Synergy to start Phase II study of constipation drug

3rd October 2013 (Last Updated October 3rd, 2013 18:30)

Synergy Pharmaceuticals (SGYP) has unveiled plans to start a Phase II trial of SP-333, the company's proprietary next-generation guanylate cyclase-C (GC-C) agonist, for the treatment of opioid-induced constipation (OIC).

Synergy Pharmaceuticals (SGYP) have unveiled plans to start a Phase II trial of SP-333, the company's proprietary next-generation guanylate cyclase-C (GC-C) agonist, for the treatment of opioid-induced constipation (OIC).

The trial is designed as a dose-ranging study to assess a four-week regimen of SP-333, a once daily oral treatment, in adult patients taking opioid analgesics for chronic, non-cancer pain for at least three months.

According to the company, the only oral drug currently FDA approved to treat OIC in patients with chronic, non-cancer pain needs multiple daily dosing and it is not effective against methadone-related OIC.

Synergy Pharmaceuticals president and chief executive officer Gary Jacob said the start of the trial represents the ongoing progress being made in the clinical development of our novel GC-C agonist platform in multiple gastrointestinal indications.

"We recognise a significant market opportunity for new OIC drug candidates and believe SP-333 has excellent potential to address the unmet medical needs of these patients."

"We recognise a significant market opportunity for new OIC drug candidates and believe SP-333 has excellent potential to address the unmet medical needs of these patients," Jacob said.

"We look forward to evaluating the potential role of SP-333 for OIC as part of our continuing commitment to deliver value to our shareholders and improve patient care."

The pre-clinical data on SP-333 in an animal model of OIC will be released at the American College of Gastroenterology (ACG) 2013 Annual Scientific Meeting to be held between 11-16 October in San Diego, California, US.
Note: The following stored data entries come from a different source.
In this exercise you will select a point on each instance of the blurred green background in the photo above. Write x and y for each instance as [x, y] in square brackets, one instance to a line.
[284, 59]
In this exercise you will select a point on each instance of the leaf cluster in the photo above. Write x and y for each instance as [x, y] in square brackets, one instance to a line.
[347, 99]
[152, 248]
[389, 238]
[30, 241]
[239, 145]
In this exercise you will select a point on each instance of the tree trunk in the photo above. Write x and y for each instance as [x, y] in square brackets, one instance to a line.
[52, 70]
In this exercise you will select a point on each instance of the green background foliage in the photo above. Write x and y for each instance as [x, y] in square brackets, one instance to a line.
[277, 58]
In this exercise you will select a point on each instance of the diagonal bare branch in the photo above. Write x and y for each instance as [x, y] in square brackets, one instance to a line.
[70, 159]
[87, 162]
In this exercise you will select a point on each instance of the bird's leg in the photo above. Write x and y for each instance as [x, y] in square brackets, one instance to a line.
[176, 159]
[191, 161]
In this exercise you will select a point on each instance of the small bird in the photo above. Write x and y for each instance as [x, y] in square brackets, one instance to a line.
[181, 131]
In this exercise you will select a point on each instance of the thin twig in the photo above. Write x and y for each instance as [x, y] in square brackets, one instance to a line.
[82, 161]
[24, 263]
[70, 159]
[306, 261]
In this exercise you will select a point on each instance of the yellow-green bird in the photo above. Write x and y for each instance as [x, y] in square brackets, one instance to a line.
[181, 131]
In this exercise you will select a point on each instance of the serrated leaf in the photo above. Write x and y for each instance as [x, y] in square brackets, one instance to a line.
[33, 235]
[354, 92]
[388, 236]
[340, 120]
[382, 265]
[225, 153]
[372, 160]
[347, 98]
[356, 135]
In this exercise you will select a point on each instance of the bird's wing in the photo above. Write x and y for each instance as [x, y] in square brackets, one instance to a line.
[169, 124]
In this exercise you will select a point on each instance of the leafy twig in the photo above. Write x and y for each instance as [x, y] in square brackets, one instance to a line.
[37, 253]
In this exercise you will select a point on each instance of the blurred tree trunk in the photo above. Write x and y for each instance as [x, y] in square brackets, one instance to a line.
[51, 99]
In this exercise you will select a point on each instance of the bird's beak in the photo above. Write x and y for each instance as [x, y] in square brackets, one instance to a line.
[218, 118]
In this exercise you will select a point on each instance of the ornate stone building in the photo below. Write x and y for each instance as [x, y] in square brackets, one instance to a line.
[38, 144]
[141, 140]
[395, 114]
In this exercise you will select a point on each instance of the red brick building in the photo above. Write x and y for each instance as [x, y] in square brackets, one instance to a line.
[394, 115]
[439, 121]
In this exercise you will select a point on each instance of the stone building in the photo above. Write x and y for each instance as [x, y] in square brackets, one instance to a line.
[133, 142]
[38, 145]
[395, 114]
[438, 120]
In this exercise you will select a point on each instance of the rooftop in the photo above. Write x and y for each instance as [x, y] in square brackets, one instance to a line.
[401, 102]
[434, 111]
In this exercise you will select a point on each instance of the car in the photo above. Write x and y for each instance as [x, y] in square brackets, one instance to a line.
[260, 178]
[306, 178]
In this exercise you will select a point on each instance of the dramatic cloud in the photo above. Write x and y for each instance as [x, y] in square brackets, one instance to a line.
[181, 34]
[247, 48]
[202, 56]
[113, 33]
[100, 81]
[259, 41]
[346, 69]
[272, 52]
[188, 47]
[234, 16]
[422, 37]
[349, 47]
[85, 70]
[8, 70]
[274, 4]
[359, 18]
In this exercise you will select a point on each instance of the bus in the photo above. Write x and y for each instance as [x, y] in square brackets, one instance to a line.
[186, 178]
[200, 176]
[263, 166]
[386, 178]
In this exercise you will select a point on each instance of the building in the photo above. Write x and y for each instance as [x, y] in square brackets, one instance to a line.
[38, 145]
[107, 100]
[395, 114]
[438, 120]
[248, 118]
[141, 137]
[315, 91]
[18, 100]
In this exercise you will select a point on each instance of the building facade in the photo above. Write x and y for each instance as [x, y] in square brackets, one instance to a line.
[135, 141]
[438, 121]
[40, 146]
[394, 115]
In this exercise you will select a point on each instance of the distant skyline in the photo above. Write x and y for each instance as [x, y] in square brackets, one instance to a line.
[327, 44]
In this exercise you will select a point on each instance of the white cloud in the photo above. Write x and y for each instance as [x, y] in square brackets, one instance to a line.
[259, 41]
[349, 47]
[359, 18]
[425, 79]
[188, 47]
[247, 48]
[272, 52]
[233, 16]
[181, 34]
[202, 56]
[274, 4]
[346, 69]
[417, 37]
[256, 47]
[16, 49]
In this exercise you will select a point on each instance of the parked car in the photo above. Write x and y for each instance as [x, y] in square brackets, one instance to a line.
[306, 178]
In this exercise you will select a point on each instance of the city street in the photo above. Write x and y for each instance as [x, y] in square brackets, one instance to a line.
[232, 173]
SP-333, which is in clinical development to treat OIC and inflammatory bowel disease, has completed a Phase I study in healthy volunteers and is now poised to enter Phase II trials for OIC in the fourth quarter of 2013.

In addition, the company plans to initiate the Phase III registration trial for plecanatide in chronic idiopathic constipation (CIC) in the fourth quarter of this year.

Plecanatide, a synthetic analog of the human GI hormone, uroguanylin, is currently under development for the treatment of CIC and irritable bowel syndrome with constipation (IBS-C).

Synergy focuses on the development of new drugs to treat patients with gastrointestinal (GI) diseases and disorders, its lead proprietary drug candidate 'plecanatide' is a synthetic analog of the human GI hormone, uroguanylin and functions by activating the guanylate cyclase-C (GC-C) receptor on epithelial cells of the GI tract.